Proksee workflow. Proksee accepts sequencing reads, complete genomes, or map JSON as input. Genomes and reads (after being assembled) are converted into map JSON with the CGViewBuilder script. Map JSON is converted to a graphical map using CGView.js. Analyses are performed with server-based or client-based tools. Client-based tools (e.g. GC Skew) are run directly on a user's computer and the results are added to the map immediately. Server-based tool (e.g. Prokka) are run on worker servers and the results can be reviewed and added to the map when the job is complete. Server-based tools (including Assemble) produce a report with links to view and download files. Images of the map can be downloaded in SVG or PNG format. Map JSON can also be downloaded as a map archive which can be reloaded into Proksee later for further editing or to perform additional analyses.

Figure 2.

Assembly report. (A) Assembly metric distribution (top) shows the assembly values compared to Proksee's custom reference database of existing assemblies for the same species. NCBI exclusion criteria (bottom) compare the assembly to NCBI’s reference sequence exclusion criteria. (B) Metric distribution details are shown when a metric is clicked. The distribution is displayed as a bar plot with the median length shown as a blue vertical line; the 20th percentile to the 80th percentile shown as a green box; the 5th to 20th percentile and 80th to 95th percentile shown as yellow lines; and above the 95th or below the 5th percentile shown as red. A black I-beam indicates the value of each metric for the project assembly.

Figure 3.

Project page and map viewer. (A) The project page has a set of tabbed windows on the left (Map Tab shown) and a sidebar with multiple panels on the right (Tool Panel shown). The Map Tab consists of the interactive map as well as the following elements: the Location Bar for viewing, editing, or bookmarking the current position on the map; the Format Bar for changing the map layout (linear or circular), inverting map colours, or changing the aspect ratio; and the Control Bar for zooming, panning, or resetting the map. (B) A zoomed in view of the map showing the map sequence in the backbone, a popup from hovering over a feature (CAS Cluster), and the colour picker.

Figure 4.

Server-based tool workflow.

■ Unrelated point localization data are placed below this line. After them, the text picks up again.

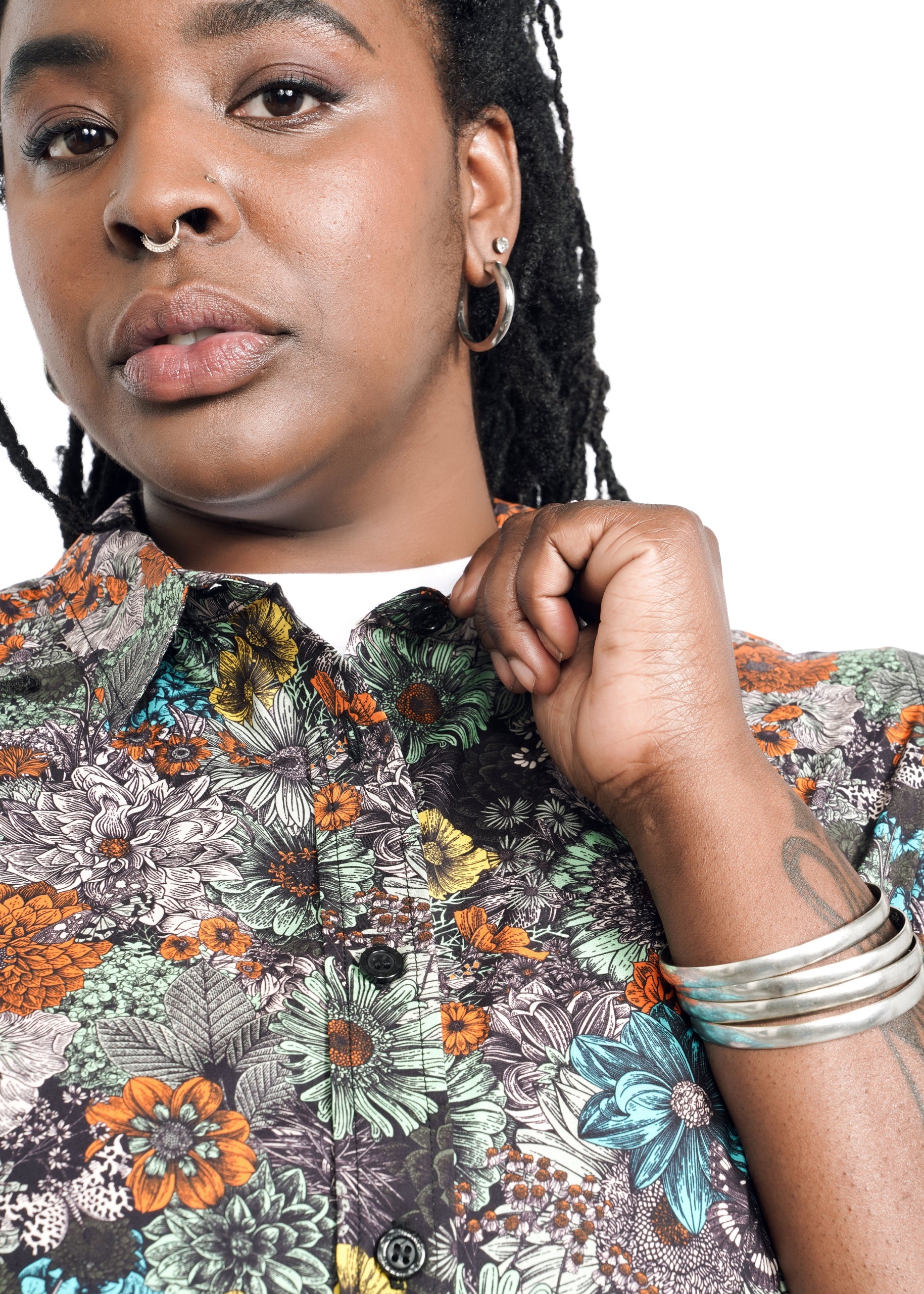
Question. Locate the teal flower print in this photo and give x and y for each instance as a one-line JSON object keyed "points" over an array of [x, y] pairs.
{"points": [[896, 864], [434, 693], [170, 689], [659, 1101], [354, 1050]]}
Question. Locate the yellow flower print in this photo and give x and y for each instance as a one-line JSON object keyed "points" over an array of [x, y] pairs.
{"points": [[453, 861], [244, 679], [359, 1274], [268, 632]]}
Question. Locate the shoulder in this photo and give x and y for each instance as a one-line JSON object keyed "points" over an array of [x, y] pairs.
{"points": [[846, 729]]}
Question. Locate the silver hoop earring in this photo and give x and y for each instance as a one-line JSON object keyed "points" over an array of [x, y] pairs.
{"points": [[161, 248], [505, 310]]}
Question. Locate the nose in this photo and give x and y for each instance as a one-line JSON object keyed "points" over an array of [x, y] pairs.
{"points": [[161, 184]]}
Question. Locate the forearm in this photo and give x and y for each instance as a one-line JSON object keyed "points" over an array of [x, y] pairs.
{"points": [[834, 1133]]}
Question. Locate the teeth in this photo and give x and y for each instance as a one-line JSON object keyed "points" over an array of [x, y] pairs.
{"points": [[190, 338]]}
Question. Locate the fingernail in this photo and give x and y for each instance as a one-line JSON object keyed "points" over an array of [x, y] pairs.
{"points": [[504, 670], [550, 646], [523, 674]]}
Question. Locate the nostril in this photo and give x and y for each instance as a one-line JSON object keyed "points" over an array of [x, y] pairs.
{"points": [[197, 219]]}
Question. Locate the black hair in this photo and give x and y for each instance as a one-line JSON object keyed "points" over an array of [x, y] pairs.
{"points": [[540, 396]]}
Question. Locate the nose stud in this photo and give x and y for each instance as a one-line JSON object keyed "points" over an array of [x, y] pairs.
{"points": [[161, 248]]}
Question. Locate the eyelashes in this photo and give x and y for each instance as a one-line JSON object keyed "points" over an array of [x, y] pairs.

The mobileOG-db tool is shown as an example. (A) Starting a server-based tool will show the Start Dialog where the name for the job can be provided as well as any tool-specific options. (B) Completed jobs display a report card with a summary of features found and a button to add them to the map. The report also includes a list of featured files (i.e. key results files) with links to view or download each file. (C) Add Dialog for adding job results to the map with options for selecting which features to add and which track and legend to use for the added features. (D) Map with added features. Shown are the original features (i.e. CDS, tRNA, rRNA) extracted from a GenBank file (NZ_CP007470), the mobileOG-db features split into five categories (e.g. stability/transfer/defense, replication/recombination/repair, integration/excision, transfer and phage) and the results of the GC Content and GC Skew tool. (E) File Card showing the file tree of input and output files for this job (top) and the file viewer for one of the output files (bottom).

Figure 5.

Case studies performed using Proksee. (A) Genome map showing contig boundaries and GC Skew following assembly of Staphylococcus aureus reads (left), and Assembly Report showing assembly metrics (right). (B) Zoomed in view of region of Haemophilus influenzae genome containing mobile genetic elements as identified using a variety of Proksee tools. (C) Prophage ϕLMC1 found in Listeria monocytogenes strain 08-5578 but not strain 08-5923 based on BLAST (top) and FastANI (bottom) comparisons. (D) Identification of methicillin-resistance gene (mecA) in Staphylococcus aureus genome and assessment of presence in 36 related genomes using BLAST.